名古屋ボストン美術館から受け継いだ文化の軌跡

金山南ビル美術館棟は、もともと「名古屋ボストン美術館」として運営されていた施設です。ボストン美術館(アメリカ・マサチューセッツ州)と提携し、世界水準の美術品を名古屋市民に届けてきた同館は、長年にわたり中部地方における文化芸術の発信拠点として機能してきました。

しかし、平成30年(2018年)10月に名古屋ボストン美術館は惜しまれながらも閉館。その後、2年4か月ものあいだ美術館棟は沈黙を守ることになりました。長い眠りから目覚めたのは令和3年(2021年)2月のこと。名古屋市は「資産の有効活用」と「金山地区の活性化」という二つの柱を掲げ、美術館・博物館用途での短期貸付という新たな形で施設の暫定利用を開始しました。閉館以来初めて扉を開いたこの瞬間は、多くの文化芸術関係者や市民にとって喜ばしい出来事となりました。

金山駅前という絶好のロケーション

美術館棟が位置するのは、名古屋市中区金山町一丁目1番1号。JR・名鉄・名古屋市営地下鉄が乗り入れる金山駅に隣接する金山南ビルの一角です。複数の鉄道路線が交わる金山駅は名古屋市内でも有数のターミナル駅であり、名古屋駅や栄へのアクセスも良好です。美術鑑賞の前後に金山周辺の飲食店や商業施設を巡ることができ、観光や小旅行の拠点としても使い勝手のよいロケーションといえます。
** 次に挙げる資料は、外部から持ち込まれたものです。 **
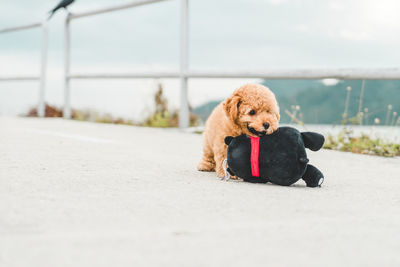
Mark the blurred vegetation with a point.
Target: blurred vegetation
(349, 102)
(162, 116)
(346, 141)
駅直結という立地のよさは、幅広い層の来場者を呼び込む大きな強みです。車を使わなくても気軽に足を運べるため、美術に初めて触れる人から熱心なアート愛好家まで、さまざまな人が集まれる場所として機能しています。

多彩な展覧会を生み出す充実した展示スペース

施設は2階から5階にかけて展示スペースが広がっており、フロアごとに異なる規模・雰囲気の展示室が用意されています。名古屋市は施設の魅力をより多くの人に知ってもらうため、360度カメラを活用したスケルトン映像(未利用状態の展示室映像)と展覧イメージ映像を公開しています。

展覧イメージ映像では、公益財団法人名古屋まちづくり公社 名古屋都市センターが毎年度実施している「ARToC10」(中川運河再生文化芸術活動助成事業)の参加アーティストが企画・制作したウェブ芸術展覧会の映像が活用されています。4階展示室を利用した造形作品展「都市の方舟/Arc of The City 我々は何に乗り何処へ行くのか?」では、都市とそこに生きる人々の関係を問い直すインスタレーションが展開され、空間の広さや天井の高さを体感的に伝えています。5階展示室では演出・映像・音楽・照明を組み合わせたパフォーミングアーツ「The Other Side」のオンライン配信上演も記録されており、このスペースが造形作品だけでなく舞台芸術にも対応できる多機能な空間であることが伝わってきます。

短期貸付で生まれる多彩な文化の場

現在の美術館棟は名古屋市が「短期貸付による暫定利用」という仕組みを通じて運営しています。美術館や博物館の用途を条件として、展覧会の開催期間と搬入・搬出期間を含む形で貸し出されるこのスキームにより、これまで様々な団体・企画者が施設を活用してきました。

短期貸付という形式は、特定の常設コレクションを持つ従来型の美術館とは異なり、企画ごとに顔つきが変わるという特徴を持ちます。訪れるたびに新しい展覧会と出会える可能性があり、「いつ来ても同じ」という状況が生まれにくいのがこの施設ならではの魅力です。名古屋市は「人・文化・芸術とともに育つまち」という金山駅周辺まちづくりのコンセプトのもと、文化芸術の推進と金山地区の賑わいづくりに資する利活用を目指しています。

訪問前に確認しておきたい利用情報

美術館棟を訪れる際には、事前に開催情報の確認を強くおすすめします。短期貸付による暫定利用のため、展覧会が開催されていない期間は入館できないことがあります。名古屋市の公式ウェブサイトや各展覧会の主催者情報を事前に調べてから訪れると安心です。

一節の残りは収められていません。